Waziristan termed Pakistan’s domestic problem: US diplomat hints at policy change
PESHAWAR: Indicating a major shift in American policy, Ambassador Richard Olson has described North Waziristan — once dubbed the hub of Al Qaeda’s central leadership — as Pakistan’s ‘domestic’ security problem.
The ambassador also said his country did not see any contradiction between fighting and talking to the enemy at the same time.
“North Waziristan is a domestic security issue of Pakistan and the decision whether or not to conduct an operation (there) is entirely up to its government,” he told reporters at a briefing at the US Consulate here on Wednesday.
When it was pointed out that before the Afghan Taliban were allowed to open an office in Doha, the US started pressuring Pakistan to take action against the Haqqani Network in North Waziristan, Mr Olson said that one could talk and fight at the same time.
“There is no contradiction in saying that there will be military pressure on the Taliban and simultaneously there is willingness to sit down and talk to them.

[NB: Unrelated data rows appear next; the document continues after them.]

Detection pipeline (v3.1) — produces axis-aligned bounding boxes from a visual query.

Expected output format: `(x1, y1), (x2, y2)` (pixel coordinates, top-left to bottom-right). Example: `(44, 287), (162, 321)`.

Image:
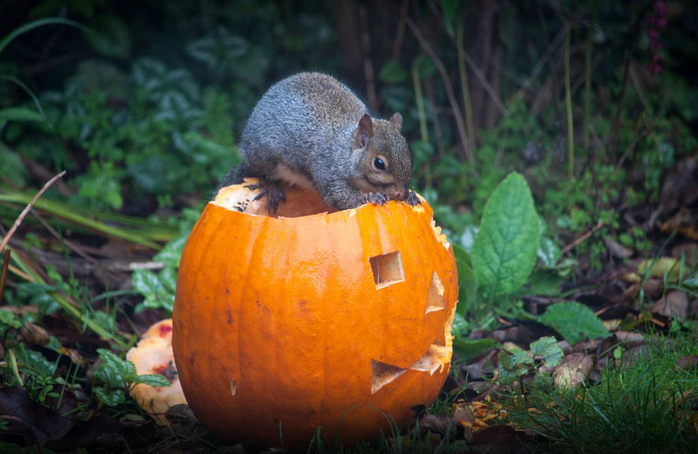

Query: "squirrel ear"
(390, 112), (402, 131)
(356, 114), (373, 148)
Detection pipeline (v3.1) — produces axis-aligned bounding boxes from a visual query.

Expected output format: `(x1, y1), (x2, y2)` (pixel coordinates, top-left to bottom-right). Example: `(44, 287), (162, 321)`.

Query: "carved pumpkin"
(173, 180), (458, 447)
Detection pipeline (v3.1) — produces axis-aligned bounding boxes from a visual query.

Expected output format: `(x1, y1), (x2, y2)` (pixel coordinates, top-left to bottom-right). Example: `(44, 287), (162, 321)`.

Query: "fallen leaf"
(603, 238), (635, 259)
(553, 353), (594, 388)
(0, 386), (73, 446)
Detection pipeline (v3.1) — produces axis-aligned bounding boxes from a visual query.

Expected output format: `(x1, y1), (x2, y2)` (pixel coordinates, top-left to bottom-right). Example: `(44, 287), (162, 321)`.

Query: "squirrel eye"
(373, 158), (385, 170)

We don’t see any reason that these cannot continue at the same time,” he said.
Mr Olson said that his recent meeting with Jamiat Ulema-i-Islam (F) chief Maulana Fazlur Rehman soon after the latter hosted a multi-party conference on talks with the Tehrik-i-Taliban Pakistan (TTP) was a “regular part of contacts with notables and politicians”.
He termed the meeting a courtesy call which coincided with the MPC and said that the Maulana had briefed him on the conference.
“The US does not have a position on these domestic discussions between TTP and the government,” he said.
When asked about the Pakistan-Iran gas pipeline project, a new irritant in the Pakistan-US relations, Ambassador Olson said that he avoided public diplomacy on sensitive topics.
“I don’t want to conduct diplomacy on sensitive topics through the media. It will be best for the sake of relationship between the two countries to conduct discussion on government to government basis,” he replied when asked about the possibility of sanctions and their nature if Pakistan continued work on the controversial project.
When a journalist pressed him on the matter, he said: “You can take a look at Section 6 (A) of the Comprehensive Iran Sanction, Accountability and Divestment Act of 2010, which is a publicly available document.”
Instead of directly opposing the gas pipeline project, Mr Olson chose to highlight several projects being financed by the US government to address energy issue in Pakistan.
He said that the US was providing help for refurbishment and rehabilitation of important power generating units — including thermal powerhouses at Tarbela and Mangla dams.